Un martyr de l’intelligence ou Salomon de Caux
I.
impuissance et désespoir.
Quel est donc ce penseur dans sa chambre enfermé ?
De l’ardente insomnie il semble consumé,
Et sous l’abattement sa force est terrassée.
On voit bien qu’il poursuit une haute pensée,
Mais comme un bœuf trop lent trébuchant au sillon…
Et contre lui, de rage, il tourne l’aiguillon.
La sueur du travail sur sa tempe ruisselle ;
Sous son front envahi tout son sang s’amoncelle,
Et ce front, en désordre et sans être essuyé,
Dans le creux de sa main penche et reste appuyé,
Tandis que son regard, brûlant comme sa tête,
Tombe fixe, et, sans but, sur le pavé s’arrête :
— « Oh ! pourquoi donc, Seigneur, à l’homme as-tu donné
« Un désir impuissant, un germe emprisonné
« Qui couve en lui comme un mystère ?
« Pourquoi donc cet élan qui le pousse vers toi,
« Si du rampant séjour tu lui jettes la loi ?
« Pourquoi ce volcan sans cratère ?
« L’esprit de l’homme, hélas ! est un bouillant terrain ;
« Si ton doigt tout-puissant y fait voler le grain,
« Comment se fait-il qu’il avorte ?
« Ne décourage point, ô céleste semeur ;
« Du grain qu’on a reçu fais venir la primeur ;
« Que le fruit ou la fleur en sorte !
« Je sais bien que tu veux, quand le germe est tombé,
« Voir l’être intelligent sur son labeur courbé,
« L’œil attisé sous un front blême,
« Déployant ses ressorts et les mettant en jeu…
« Oui, mais ne doit-il pas alors finir un peu
« Par résoudre son grand problème ?
« Vois donc depuis quel temps je cherche, et sans trouver !
« Car dans ce long travail je n’ai fait qu’énerver
« Un tison brûle en moi ; je souffle… et je l’éteins !…
« Oh ! viens à mon secours dans ces bonds incertains,
« Et fais enfin jaillir la flamme !
« Un moment je crois voir, dans ma faible raison,
« S’entr’ouvrir tout à coup un nouvel horizon ;
« Je sens le germe près d’éclore ;
« L’espoir me rit au cœur… Puis, un autre moment
« Me ramène un obstacle à mon enfantement : …

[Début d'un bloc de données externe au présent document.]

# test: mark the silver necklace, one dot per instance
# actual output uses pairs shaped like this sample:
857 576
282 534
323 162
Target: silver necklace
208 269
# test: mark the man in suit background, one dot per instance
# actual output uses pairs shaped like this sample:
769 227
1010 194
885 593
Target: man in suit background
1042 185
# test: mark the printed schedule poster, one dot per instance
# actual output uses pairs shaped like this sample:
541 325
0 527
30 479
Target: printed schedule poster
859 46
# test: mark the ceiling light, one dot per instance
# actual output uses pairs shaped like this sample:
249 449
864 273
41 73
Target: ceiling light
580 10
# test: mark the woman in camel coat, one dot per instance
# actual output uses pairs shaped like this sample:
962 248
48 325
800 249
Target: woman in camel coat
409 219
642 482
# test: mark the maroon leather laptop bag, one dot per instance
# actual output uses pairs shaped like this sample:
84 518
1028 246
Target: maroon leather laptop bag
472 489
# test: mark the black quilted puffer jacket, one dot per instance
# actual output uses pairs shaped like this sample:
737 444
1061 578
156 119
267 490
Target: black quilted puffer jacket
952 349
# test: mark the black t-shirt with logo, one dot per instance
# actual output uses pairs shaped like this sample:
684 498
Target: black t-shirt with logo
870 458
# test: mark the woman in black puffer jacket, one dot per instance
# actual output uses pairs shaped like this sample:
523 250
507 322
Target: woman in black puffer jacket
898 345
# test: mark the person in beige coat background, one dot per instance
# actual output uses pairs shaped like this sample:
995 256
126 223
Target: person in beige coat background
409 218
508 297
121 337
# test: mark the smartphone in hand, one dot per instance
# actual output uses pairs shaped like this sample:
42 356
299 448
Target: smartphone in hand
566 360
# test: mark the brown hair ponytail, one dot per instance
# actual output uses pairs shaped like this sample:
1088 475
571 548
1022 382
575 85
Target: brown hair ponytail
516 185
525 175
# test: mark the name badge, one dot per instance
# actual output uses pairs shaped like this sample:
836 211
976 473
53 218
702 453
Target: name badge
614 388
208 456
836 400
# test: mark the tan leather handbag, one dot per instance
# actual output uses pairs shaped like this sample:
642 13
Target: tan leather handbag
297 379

« Cherche, ce n’est pas l’heure encore !
« Et pourtant, ô mon Dieu, ce germe, ce secret,
« Qu’avec un pas de plus l’esprit féconderait,
« Me semble être une grande chose ;
« Le monde entier par lui pourrait être changé…
« Mais c’est par trop, peut-être ?… ô Dieu, t’ai-je outragé ?…
« Je voudrais poursuivre, et je n’ose !… »
Et, comme épouvanté de son propre pouvoir,
N’osant plus contempler ce qu’il ose entrevoir,
Le travailleur s’incline, et s’humilie, et tremble :…
— « Ô mon Dieu ! reprend-il, j’ai mal fait ; il me semble
« Que c’est aller trop loin que, d’aller sur tes pas ;
« C’est sans doute pourquoi je ne réussis pas.
« Tu ne dois pas vouloir, tu ne dois pas permettre
« Qu’à la place, Seigneur, l’homme vienne se mettre,
« L’homme, grain de poussière, insecte audacieux
« Qui tente, en son orgueil, d’escalader les cieux.
« Qu’a-t-il donc à chercher quand il voit ta puissance ?
« En toi seul tout son bien ne prend-il pas naissance ?
« Et ta main de la sienne a-t-elle tant besoin,
« Lui qui succomberait si tu n’en prenais soin ?…
« À moins que, grandissant l’homme d’une coudée,
« Tu ne fasses de lui l’apôtre d’une idée,
« Le chercheur incessant plein de sa mission,
« Dont l’œuvre exaltera toute une nation :
« Alors l’homme, investi de son mandat sublime,
« Du grand mont social peut atteindre la cime ;
« Il peut parler en maître et se faire obéir ;…
« L’éclair inspirateur en lui vient de jaillir.
« Il peut dire à chacun : — Venez, qu’on examine !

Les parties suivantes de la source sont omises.